Adib Ghubril, research director at Gartner, said there are a number of benefits to encrypting data at the micro-controller level, including performance, power efficiency, and improved data protection. Since security is implemented at the hardware level it’s more difficult to hack, he said.
Of course, any application running a wireless interface benefits from encryption, Ghubril noted, including networked appliances such as smart meters or any intelligent IoT devices, and many of these devices are best enabled by MCUs, including encryption for their wireless payloads.
Microchip Technology recently expanded its line of eXtreme Low Power (XLP) PIC MCUs with the PIC24F GB2 family that includes an integrated hardware crypto engine, a random number generator and one-time-programmable key storage for protecting data in embedded applications.
Alexis Alcott, product marketing manager for Microchip’s MCU16 division, said the GB2 devices include up to 128 KB Flash and 8 KB RAM in small 28- or 44-pin packages, and are targeted at battery-operated or portable applications such as IoT sensor nodes, access control systems, and door locks. She said one of the chief concerns of customers is securing devices and data without hurting battery life, and many IoT devices are part of larger systems sharing data through Bluetooth or WiFi connectivity, which must be secure.
Wearables, including medical devices, are one of the fastest growing IoT segments for Microchip, said Alcott, and securing sensitive medical information, particularly from patients, is a chief concern. Another scenario she described was use of sensors to monitor humidity levels in a museum, which would turn on periodically to gather data and send it to central location. The device itself would not process the information, but it would have to be encrypted both at rest and while being transmitted, said Alcott. The recipient of the data must decrypt the data to read it.

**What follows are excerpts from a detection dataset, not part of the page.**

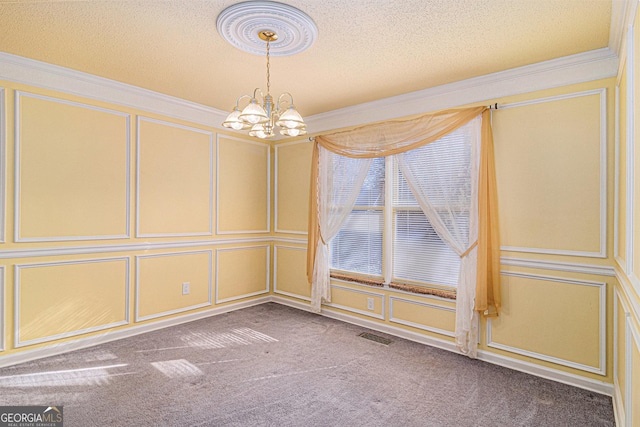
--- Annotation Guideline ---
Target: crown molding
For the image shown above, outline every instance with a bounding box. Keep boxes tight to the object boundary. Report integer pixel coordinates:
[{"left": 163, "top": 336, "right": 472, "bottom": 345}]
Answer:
[
  {"left": 609, "top": 0, "right": 638, "bottom": 62},
  {"left": 305, "top": 47, "right": 618, "bottom": 133},
  {"left": 0, "top": 52, "right": 228, "bottom": 129},
  {"left": 0, "top": 48, "right": 618, "bottom": 133}
]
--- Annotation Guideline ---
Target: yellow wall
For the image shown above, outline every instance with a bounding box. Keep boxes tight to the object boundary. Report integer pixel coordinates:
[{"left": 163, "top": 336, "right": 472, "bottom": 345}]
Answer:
[
  {"left": 0, "top": 81, "right": 271, "bottom": 365},
  {"left": 0, "top": 31, "right": 640, "bottom": 422},
  {"left": 613, "top": 3, "right": 640, "bottom": 426},
  {"left": 274, "top": 79, "right": 616, "bottom": 392}
]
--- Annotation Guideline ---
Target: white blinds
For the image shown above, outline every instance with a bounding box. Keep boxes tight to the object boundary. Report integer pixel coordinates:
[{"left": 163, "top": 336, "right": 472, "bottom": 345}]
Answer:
[
  {"left": 330, "top": 126, "right": 471, "bottom": 287},
  {"left": 330, "top": 157, "right": 385, "bottom": 276}
]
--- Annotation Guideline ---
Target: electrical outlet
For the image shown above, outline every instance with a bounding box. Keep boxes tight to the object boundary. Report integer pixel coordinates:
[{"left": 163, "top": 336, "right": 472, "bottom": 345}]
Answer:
[{"left": 367, "top": 298, "right": 374, "bottom": 311}]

Given the number of small devices that might be distributed, performing maintenance on the devices, including battery replacement, is costly and time consuming, and Alcott said providing encryption at the MCU level allows for more efficient power consumption, since less software overhead frees up CPU bandwidth and memory, and Microchip’s GB2 devices operate at a lower CPU frequency to save power.
Ghubril said Microchip’s offering is not particularly unique from an encryption perspective, but one of the most power conscious. Many vendors are offering MCUs with encryption features, he said, including Spansion, STMicro, NXP, Infineon, and Toshiba.
One of the chief concerns of users when adding features such as encryption to MCUs and SSDs is their effect on performance. A survey released by the Storage Networking Industry Association earlier this year found respondents had little interest in using built-in encryption features. Even though many SSDs being shipped today have data protection and encryption features built in, often those capabilities are not being switched on by OEMs, due to the misconception that encryption can reduce performance.
Meanwhile, the major SSD makers have been releasing updated self-encryption devices (SEDs). At the beginning of year, Samsung added new features to its 840 EVO SSD that work with third-party security software, while SanDisk announced in May early members of its ecosystem of ISVs for security management to support its recently announced X300 SSD, the company’s first self-encrypting SSD based on TCG Opal 2.0 specifications.